Creationism v Evolution, US style
On Tuesday, the Florida Board of Education was going to discuss whether or not children should learn about evolution. We might point a finger and giggle at such silliness, if it weren’t for the fact that a vocal minority over here think that British children shouldn’t learn about evolution either.
The author of an article at Tallahassee.com wrote:
The intensely heated and divisive discussion over the veracity of evolution elevates the updating of standards that were adopted in 1996 — a review of what our students are learning or ought to be learning — to a level of, well, craziness.
We hear lots of talk about world-class education, about our state’s children keeping up with other states and other nations, and preparing them for a future in which science and technology play key roles. The new standards in math and science will be critical to our progressing in that direction.
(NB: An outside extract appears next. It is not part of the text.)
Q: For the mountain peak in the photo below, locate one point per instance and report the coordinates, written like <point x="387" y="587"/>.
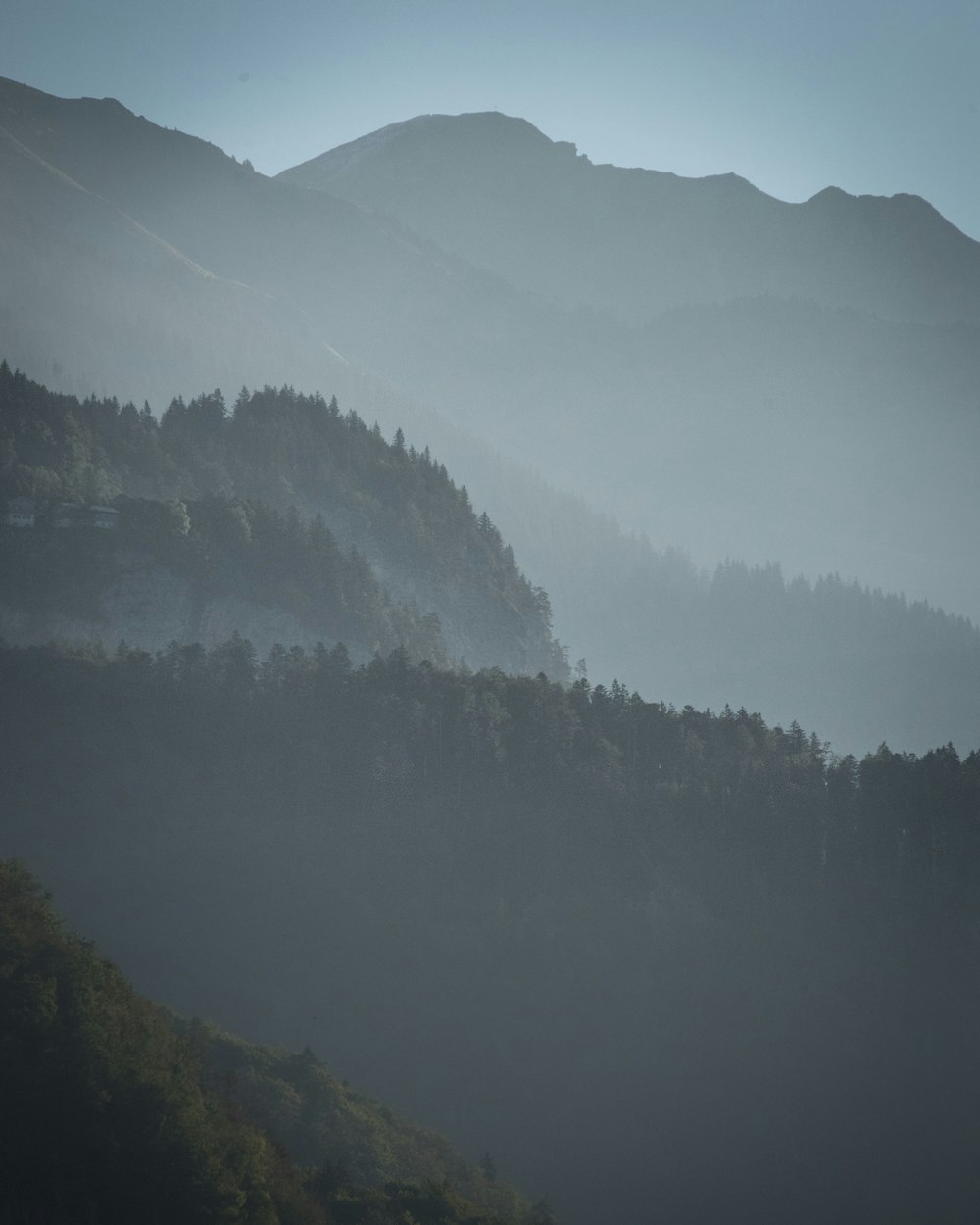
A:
<point x="483" y="133"/>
Suddenly, though, some school districts — including Jackson, Madison and Taylor counties here in the Big Bend — are passing formal resolutions against the inclusion of evolution in the standards. Suddenly, there is grave concern over holes in the fossil record. Suddenly regular citizens are experts in entropy and in what constitutes scientific “theory.”
Curiously, these same opponents aren’t demanding that we not teach atomic theory, even though Einstein attacked one of the philosophical problems of quantum mechanics by saying, “God does not play dice with the universe.” Nor are the critics too worried about gravity, despite incomplete knowledge of how that works.
I especially like the last bit.
A sharply divided State Board of Education decreed today that evolution is a “scientific theory,” not necessarily a fact, that Florida schoolchildren should be exposed to – in the hope that they will be curious and explore science thoroughly.
Chairman T. Willard Fair of Miami cast the deciding vote in a 4-3 decision that ended an hour of lively debate.
Yet another example of ignorance about what a “scientific theory” is.